Fine-scale structural features of intercritically aged HSLA-100 plate steel and their influence on yield strength and low-temperature impact toughness

Fine-scale structural features of an HSLA-100 steel intercritically aged at 950 K (677 °C) for 4.2 ks (70 min.) were investigated via transmission electron microscopy. The microstructure consisted of approximately 90 vol. pct. of low‑carbon lath martensite. Average lath width was about 0.25 μm, unchanged from the as-quenched condition, owing to a high number density of epsilon‑copper precipitates at these boundaries. About 10 vol. pct. of medium‑carbon austenite existed as coarsened, broken-up islands between laths; martensite lath boundary coverage by austenite was notably reduced compared to the as-quenched condition. Greater continuity between adjacent low‑carbon martensite laths was accompanied by coarse copper precipitates within laths and an order of magnitude lower dislocation density than the as-quenched martensite. Collectively, these features produced a sub-grain coarsening effect. Austenite islands larger than about 0.5 μm were unstable with respect to the formation of fresh, medium‑carbon martensite regions.
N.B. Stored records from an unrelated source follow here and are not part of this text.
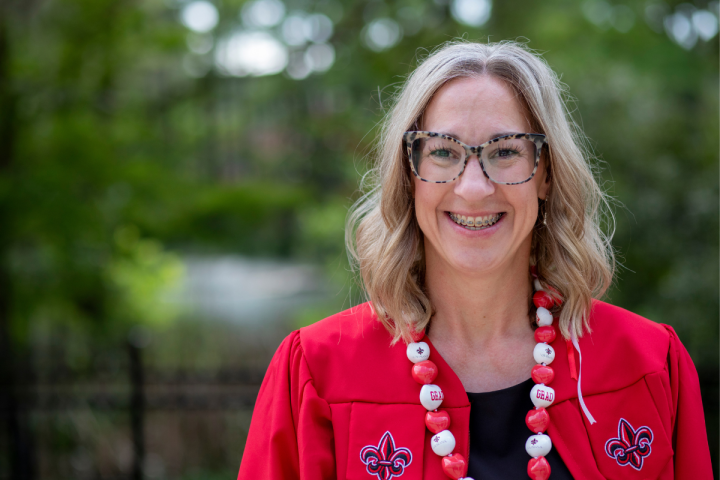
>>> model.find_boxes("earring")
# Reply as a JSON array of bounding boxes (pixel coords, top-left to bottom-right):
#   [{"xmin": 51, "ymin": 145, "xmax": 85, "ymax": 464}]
[{"xmin": 539, "ymin": 198, "xmax": 548, "ymax": 226}]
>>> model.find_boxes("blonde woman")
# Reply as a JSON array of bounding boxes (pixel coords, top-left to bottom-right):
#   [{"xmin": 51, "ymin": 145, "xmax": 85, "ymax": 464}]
[{"xmin": 238, "ymin": 41, "xmax": 712, "ymax": 480}]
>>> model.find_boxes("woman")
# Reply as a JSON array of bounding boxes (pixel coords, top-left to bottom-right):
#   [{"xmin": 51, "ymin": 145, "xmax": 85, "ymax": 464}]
[{"xmin": 238, "ymin": 41, "xmax": 712, "ymax": 479}]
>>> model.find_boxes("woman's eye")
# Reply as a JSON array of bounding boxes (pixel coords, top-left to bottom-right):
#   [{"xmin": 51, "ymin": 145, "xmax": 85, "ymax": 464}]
[
  {"xmin": 431, "ymin": 149, "xmax": 452, "ymax": 158},
  {"xmin": 497, "ymin": 149, "xmax": 519, "ymax": 157},
  {"xmin": 488, "ymin": 146, "xmax": 524, "ymax": 160}
]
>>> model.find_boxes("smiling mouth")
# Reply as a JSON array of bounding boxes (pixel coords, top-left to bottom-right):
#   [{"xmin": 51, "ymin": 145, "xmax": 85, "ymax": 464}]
[{"xmin": 447, "ymin": 212, "xmax": 504, "ymax": 230}]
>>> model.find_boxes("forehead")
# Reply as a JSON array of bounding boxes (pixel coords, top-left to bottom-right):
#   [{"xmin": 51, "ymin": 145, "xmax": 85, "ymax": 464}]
[{"xmin": 421, "ymin": 76, "xmax": 533, "ymax": 144}]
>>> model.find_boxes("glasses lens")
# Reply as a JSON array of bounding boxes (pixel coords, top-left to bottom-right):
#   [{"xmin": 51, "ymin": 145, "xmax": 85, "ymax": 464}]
[
  {"xmin": 411, "ymin": 136, "xmax": 466, "ymax": 182},
  {"xmin": 481, "ymin": 137, "xmax": 537, "ymax": 184}
]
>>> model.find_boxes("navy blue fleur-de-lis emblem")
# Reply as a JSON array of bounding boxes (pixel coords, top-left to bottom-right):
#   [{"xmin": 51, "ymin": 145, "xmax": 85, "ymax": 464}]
[
  {"xmin": 360, "ymin": 431, "xmax": 413, "ymax": 480},
  {"xmin": 604, "ymin": 418, "xmax": 653, "ymax": 470}
]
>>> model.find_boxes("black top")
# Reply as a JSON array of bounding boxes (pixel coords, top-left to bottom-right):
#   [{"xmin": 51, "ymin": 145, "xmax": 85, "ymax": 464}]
[{"xmin": 466, "ymin": 378, "xmax": 574, "ymax": 479}]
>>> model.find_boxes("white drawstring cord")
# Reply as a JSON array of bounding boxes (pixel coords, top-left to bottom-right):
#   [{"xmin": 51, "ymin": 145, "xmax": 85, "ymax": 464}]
[{"xmin": 571, "ymin": 331, "xmax": 596, "ymax": 424}]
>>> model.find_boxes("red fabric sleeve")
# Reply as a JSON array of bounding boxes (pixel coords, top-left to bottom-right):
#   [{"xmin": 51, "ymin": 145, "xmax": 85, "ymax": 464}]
[
  {"xmin": 237, "ymin": 331, "xmax": 336, "ymax": 479},
  {"xmin": 664, "ymin": 325, "xmax": 713, "ymax": 479}
]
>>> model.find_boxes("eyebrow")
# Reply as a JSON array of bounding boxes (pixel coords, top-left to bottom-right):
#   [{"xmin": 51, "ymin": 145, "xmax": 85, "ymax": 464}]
[{"xmin": 437, "ymin": 131, "xmax": 524, "ymax": 144}]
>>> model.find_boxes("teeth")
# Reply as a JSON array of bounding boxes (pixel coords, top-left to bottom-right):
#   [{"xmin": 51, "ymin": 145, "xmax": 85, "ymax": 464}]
[{"xmin": 449, "ymin": 212, "xmax": 502, "ymax": 230}]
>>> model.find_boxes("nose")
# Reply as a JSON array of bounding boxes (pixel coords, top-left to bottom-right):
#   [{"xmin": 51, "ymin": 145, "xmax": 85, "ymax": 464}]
[{"xmin": 454, "ymin": 155, "xmax": 495, "ymax": 199}]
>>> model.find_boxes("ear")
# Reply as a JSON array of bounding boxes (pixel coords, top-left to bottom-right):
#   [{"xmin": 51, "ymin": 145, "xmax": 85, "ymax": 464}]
[
  {"xmin": 406, "ymin": 144, "xmax": 416, "ymax": 199},
  {"xmin": 537, "ymin": 151, "xmax": 551, "ymax": 201}
]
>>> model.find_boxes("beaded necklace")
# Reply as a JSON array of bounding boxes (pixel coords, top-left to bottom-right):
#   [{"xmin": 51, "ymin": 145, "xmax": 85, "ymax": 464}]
[{"xmin": 405, "ymin": 273, "xmax": 561, "ymax": 480}]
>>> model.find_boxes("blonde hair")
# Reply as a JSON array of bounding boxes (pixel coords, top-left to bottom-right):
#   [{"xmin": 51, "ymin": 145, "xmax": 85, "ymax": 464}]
[{"xmin": 346, "ymin": 40, "xmax": 615, "ymax": 344}]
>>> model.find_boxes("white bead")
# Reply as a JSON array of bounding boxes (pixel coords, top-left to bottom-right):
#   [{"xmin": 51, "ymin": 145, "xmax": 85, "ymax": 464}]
[
  {"xmin": 525, "ymin": 433, "xmax": 552, "ymax": 457},
  {"xmin": 530, "ymin": 384, "xmax": 556, "ymax": 408},
  {"xmin": 533, "ymin": 278, "xmax": 543, "ymax": 291},
  {"xmin": 419, "ymin": 384, "xmax": 444, "ymax": 410},
  {"xmin": 536, "ymin": 307, "xmax": 553, "ymax": 326},
  {"xmin": 430, "ymin": 429, "xmax": 456, "ymax": 456},
  {"xmin": 533, "ymin": 343, "xmax": 555, "ymax": 365},
  {"xmin": 407, "ymin": 342, "xmax": 430, "ymax": 363}
]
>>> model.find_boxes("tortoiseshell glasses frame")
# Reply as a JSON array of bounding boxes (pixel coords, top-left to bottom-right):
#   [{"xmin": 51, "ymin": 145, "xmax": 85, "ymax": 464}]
[{"xmin": 402, "ymin": 131, "xmax": 548, "ymax": 185}]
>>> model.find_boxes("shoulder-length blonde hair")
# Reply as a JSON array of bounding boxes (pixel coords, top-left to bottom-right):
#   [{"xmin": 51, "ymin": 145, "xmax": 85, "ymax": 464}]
[{"xmin": 346, "ymin": 40, "xmax": 615, "ymax": 344}]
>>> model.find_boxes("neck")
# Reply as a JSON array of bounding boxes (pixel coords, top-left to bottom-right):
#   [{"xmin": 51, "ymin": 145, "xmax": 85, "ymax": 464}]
[{"xmin": 424, "ymin": 247, "xmax": 533, "ymax": 346}]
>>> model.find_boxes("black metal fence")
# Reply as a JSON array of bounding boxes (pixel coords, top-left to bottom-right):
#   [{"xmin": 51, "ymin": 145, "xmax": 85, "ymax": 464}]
[{"xmin": 1, "ymin": 342, "xmax": 266, "ymax": 480}]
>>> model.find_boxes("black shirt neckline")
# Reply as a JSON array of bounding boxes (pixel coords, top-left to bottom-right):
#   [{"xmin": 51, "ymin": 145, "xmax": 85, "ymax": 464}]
[{"xmin": 465, "ymin": 377, "xmax": 574, "ymax": 479}]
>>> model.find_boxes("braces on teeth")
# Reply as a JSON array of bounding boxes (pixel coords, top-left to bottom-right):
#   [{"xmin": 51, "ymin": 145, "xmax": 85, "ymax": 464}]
[{"xmin": 449, "ymin": 212, "xmax": 503, "ymax": 230}]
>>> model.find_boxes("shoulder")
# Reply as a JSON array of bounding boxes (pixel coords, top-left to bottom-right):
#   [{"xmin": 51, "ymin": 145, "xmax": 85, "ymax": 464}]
[
  {"xmin": 298, "ymin": 302, "xmax": 396, "ymax": 366},
  {"xmin": 299, "ymin": 301, "xmax": 386, "ymax": 346},
  {"xmin": 587, "ymin": 299, "xmax": 671, "ymax": 356},
  {"xmin": 293, "ymin": 302, "xmax": 417, "ymax": 404},
  {"xmin": 578, "ymin": 300, "xmax": 674, "ymax": 394}
]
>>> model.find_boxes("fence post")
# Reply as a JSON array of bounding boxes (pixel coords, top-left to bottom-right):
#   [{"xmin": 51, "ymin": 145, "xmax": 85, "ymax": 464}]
[{"xmin": 128, "ymin": 339, "xmax": 145, "ymax": 480}]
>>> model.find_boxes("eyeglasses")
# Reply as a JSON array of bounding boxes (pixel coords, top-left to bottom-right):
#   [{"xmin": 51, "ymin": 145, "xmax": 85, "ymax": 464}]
[{"xmin": 403, "ymin": 131, "xmax": 547, "ymax": 185}]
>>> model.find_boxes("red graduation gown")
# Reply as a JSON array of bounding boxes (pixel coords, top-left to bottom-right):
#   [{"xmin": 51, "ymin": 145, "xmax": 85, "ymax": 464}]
[{"xmin": 237, "ymin": 300, "xmax": 713, "ymax": 479}]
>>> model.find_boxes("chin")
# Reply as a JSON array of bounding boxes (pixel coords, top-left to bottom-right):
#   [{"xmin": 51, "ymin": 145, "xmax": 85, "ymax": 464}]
[{"xmin": 447, "ymin": 250, "xmax": 506, "ymax": 275}]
Copper precipitation within austenite islands (owing to carbon and copper enrichment) might also have contributed to austenite transformation upon quenching. Intercritical aging was associated with a strong-and-undesirable deviation from strength-toughness behavior at sub-critical aging temperatures. Two key factors were identified as being responsible for this negative outcome: (i) a sub-grain coarsening effect associated with “delamellarization” of low‑carbon martensite and austenite and (ii) the formation of brittle martensite upon quenching. Quantitative estimates of the changes in strength and impact toughness are provided for microstructural differences between intercritically aged and subcritically aged material.